Ordered that the judgment is affirmed, without costs or disbursements.
The petitioner's contention that his hearing was held in violation of the seven-day rule set forth in 7 NYCRR 251-5.1 (a) is without merit. The regulation in question provides, in pertinent part, that a hearing be commenced within seven days of "the inmate's initial confinement pending said * * * hearing" ( 7 NYCRR 251-5.1 [a]). Therefore, as the Third Department has held, where the inmate is already in restrictive confinement due to other unrelated disciplinary proceedings, his confinement is not due to the pending disciplinary charges. Accordingly, the seven-day rule is inapplicable (see, Matter of Young v Coughlin, 144 A.D.2d 753; Matter of Taylor v Coughlin, 143 A.D.2d 493, 494; Matter of La Boy v LeFevre, 136 A.D.2d 815, 816; Matter of Diaz v Coughlin, 134 A.D.2d 668, 669; cf., Matter of Giano v Sullivan, Sup Ct, Westchester County, Apr. 21, 1987, Cerrato, J.).
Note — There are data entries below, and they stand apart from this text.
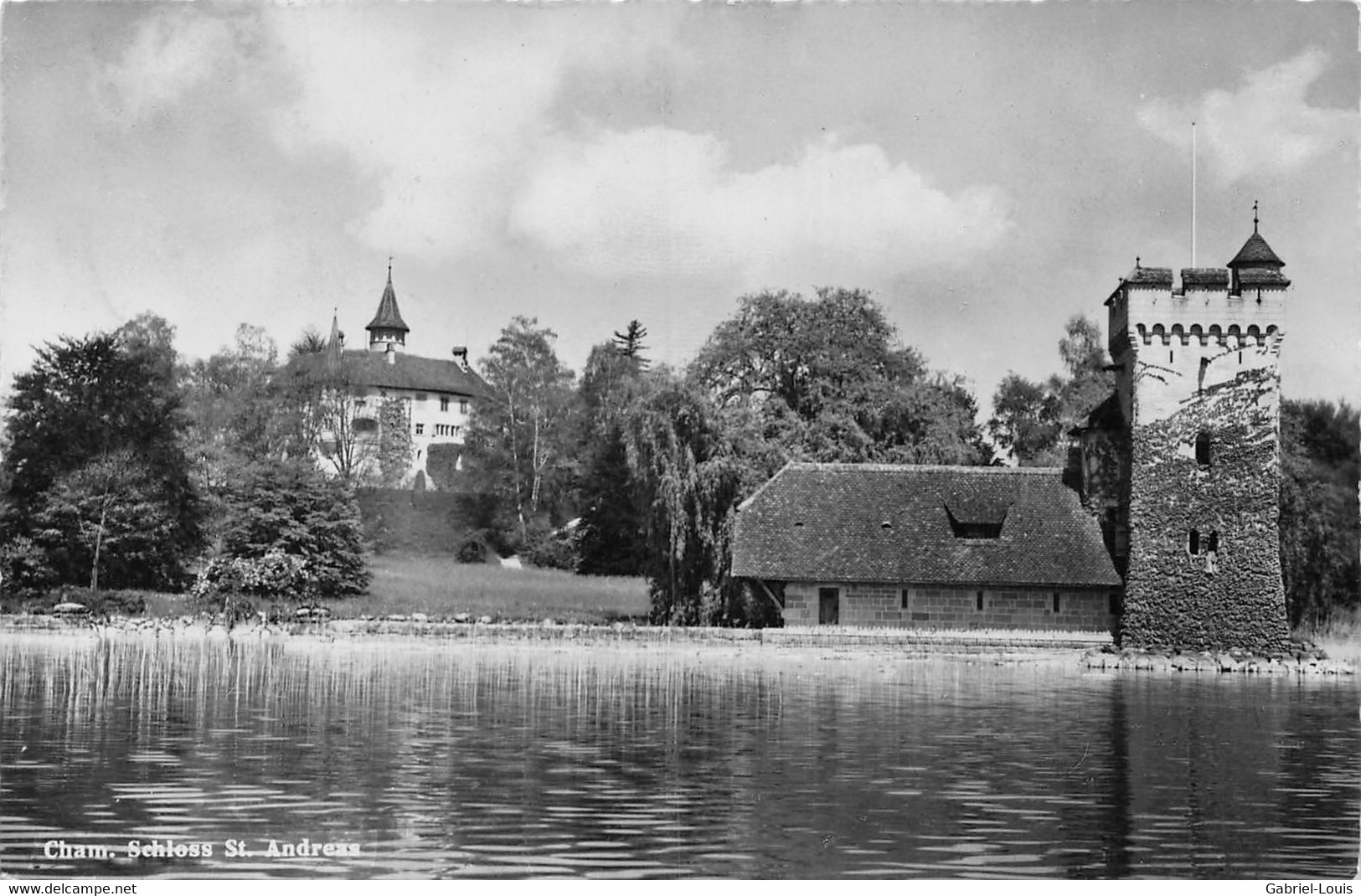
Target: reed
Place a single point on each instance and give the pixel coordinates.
(1339, 636)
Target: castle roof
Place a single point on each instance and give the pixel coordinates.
(1204, 278)
(840, 522)
(1255, 252)
(1150, 276)
(388, 317)
(372, 369)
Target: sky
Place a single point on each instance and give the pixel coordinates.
(987, 171)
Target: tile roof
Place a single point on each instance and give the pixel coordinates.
(1150, 276)
(1204, 278)
(407, 372)
(388, 317)
(836, 522)
(1262, 276)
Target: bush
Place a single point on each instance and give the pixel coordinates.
(276, 574)
(551, 550)
(472, 549)
(290, 532)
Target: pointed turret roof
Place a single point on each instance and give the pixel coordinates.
(335, 343)
(388, 317)
(1255, 252)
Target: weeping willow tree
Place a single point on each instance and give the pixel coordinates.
(692, 480)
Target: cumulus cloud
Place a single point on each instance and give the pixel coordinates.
(1266, 127)
(173, 54)
(659, 200)
(446, 116)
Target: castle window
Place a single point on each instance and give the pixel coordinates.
(1202, 450)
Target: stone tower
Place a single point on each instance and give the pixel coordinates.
(387, 330)
(1199, 404)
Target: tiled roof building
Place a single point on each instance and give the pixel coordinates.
(921, 545)
(1171, 541)
(431, 397)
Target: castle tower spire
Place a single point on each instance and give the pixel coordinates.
(387, 328)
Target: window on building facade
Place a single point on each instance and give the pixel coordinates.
(1202, 450)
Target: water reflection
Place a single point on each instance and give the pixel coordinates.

Contrary to the petitioner's further contention, the hearing was completed within the time specified in an authorized extension, as permitted by 7 NYCRR 251-5.1 (b). Since the 14th day following the writing of the earliest misbehavior reports was a Sunday, and the 15th day was a public holiday, the request for an extension on the 16th day was timely (see, General Construction Law §§ 24, 25-a; Matter of Dziedzic v Kelly, 143 A.D.2d 537; cf., Matter of Brito v Sullivan, 141 A.D.2d 819). Further, the transcript of the hearing minutes does indicate the reason for the delay, as required by 7 NYCRR 251-5.1 (b). Bracken, J.P., Lawrence, Harwood and Balletta, JJ., concur.